OBITUARY NOTICE—See index for CA sketch: Born December 2, 1919, in Chicago, IL; died October 11, 2002, in Bronx, NY. Business manager, government adviser, and author. Rosow was an expert in employee productivity and personnel management, and is most remembered as the founder of the Work in America Institute. He was a graduate of the University of Chicago, where he earned a bachelor's degree in 1942 before working for the federal government for ten years in personnel and policy. He took his knowledge of personnel issues with him when he was hired by several oil companies, including Creole Petroleum, Exxon, and Esso, during the 1950s and 1960s. After working for two years as assistant secretary of labor for the U.S. Department of Labor, he returned to Exxon as a manager in public affairs and planning.
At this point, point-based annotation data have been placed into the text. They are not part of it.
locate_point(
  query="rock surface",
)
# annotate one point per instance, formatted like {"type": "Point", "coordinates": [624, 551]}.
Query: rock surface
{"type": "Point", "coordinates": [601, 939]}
In 1975 he founded the Work in America Institute in Scarsdale, New York. The institute, for which Rosow was also chairman, was a think tank for businesses to develop better ways to increase employee productivity.

One of the major conclusions arrived at was that employees who have a say in company policies that affect them are more productive. Rosow, who had also served as an advisor to three U.S. presidents, wrote several authoritative books about employees, management, and productivity in the United States, including New Work Schedules for a Changing Society (1981), Employment Security in a Free Economy (1984), and Made in America (1984); he also edited such works as The Worker and the Job (1974), Productivity Prospects for Growth (1981), and The Global Marketplace (1988).


OBITUARIES AND OTHER SOURCES:


books


Who's Who in America, 56th edition, Marquis (New Providence, NJ), 2001.


periodicals


New York Times, October 21, 2002, p. A21.

Washington Post, October 22, 2002, p. B6.